This recommendation has its source in the need for continual technology updating. However, it also recognizes that more is changing than just technology. We need to develop many more ways to enable learning, to recognize learning, and to reward learning. See pp 30-32 for further discussion of this issue.
During the last decade, many faculty have experimented with technology in their courses. During the next decade, many faculty will make commitments to change curricula, delivery style and outcome expectations for courses they teach. Faculty will need institutional support for these retooling efforts. We'll need to direct resources into creative ways of restructuring instructor time, encouraging collaborative efforts, and providing implementation support.

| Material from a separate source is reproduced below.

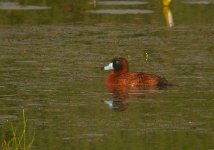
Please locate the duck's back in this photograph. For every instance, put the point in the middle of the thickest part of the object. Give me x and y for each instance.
(137, 79)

The technology mainstream is continually shifting. We need to continue to probe new technologies--to discover what doesn't work as well as what does.
Fund those who wish to learn more about specific technologies and their applications to teaching and learning, as well as those who wish to develop technology-based materials for their courses.
The Ocotillo groups offer a superlative medium for generating and growing ideas related to improving learning through technology. Ocotillo remains the forum for investigating district-wide issues relating to technology and instruction. An enormous number of different employees have been involved in Ocotillo and efforts should be made to increase this number.
What additional benefits have occurred? Any negative side-effects? We need to learn more about both, as we use technology more. Through FIPSE, a project called Flashlight is planning to address this issue.
Every aspect of MCCCD will continue to experience change. We'll communicate much better with each other regarding those changes if we share a common vocabulary about the process of change. An Ocotillo group is currently working to accomplish this.
Course fees and user fees for technology, as well as external funding sources, should simply supplement a base allocation for technology. Technology resources need to be renewed continually.
The way we are currently organized both encourages and discourages efforts to respond responsibly and creatively to change. We can't afford an organizational structure that gets in our way. So we need to change those structures and systems that impede rather than propel the flow.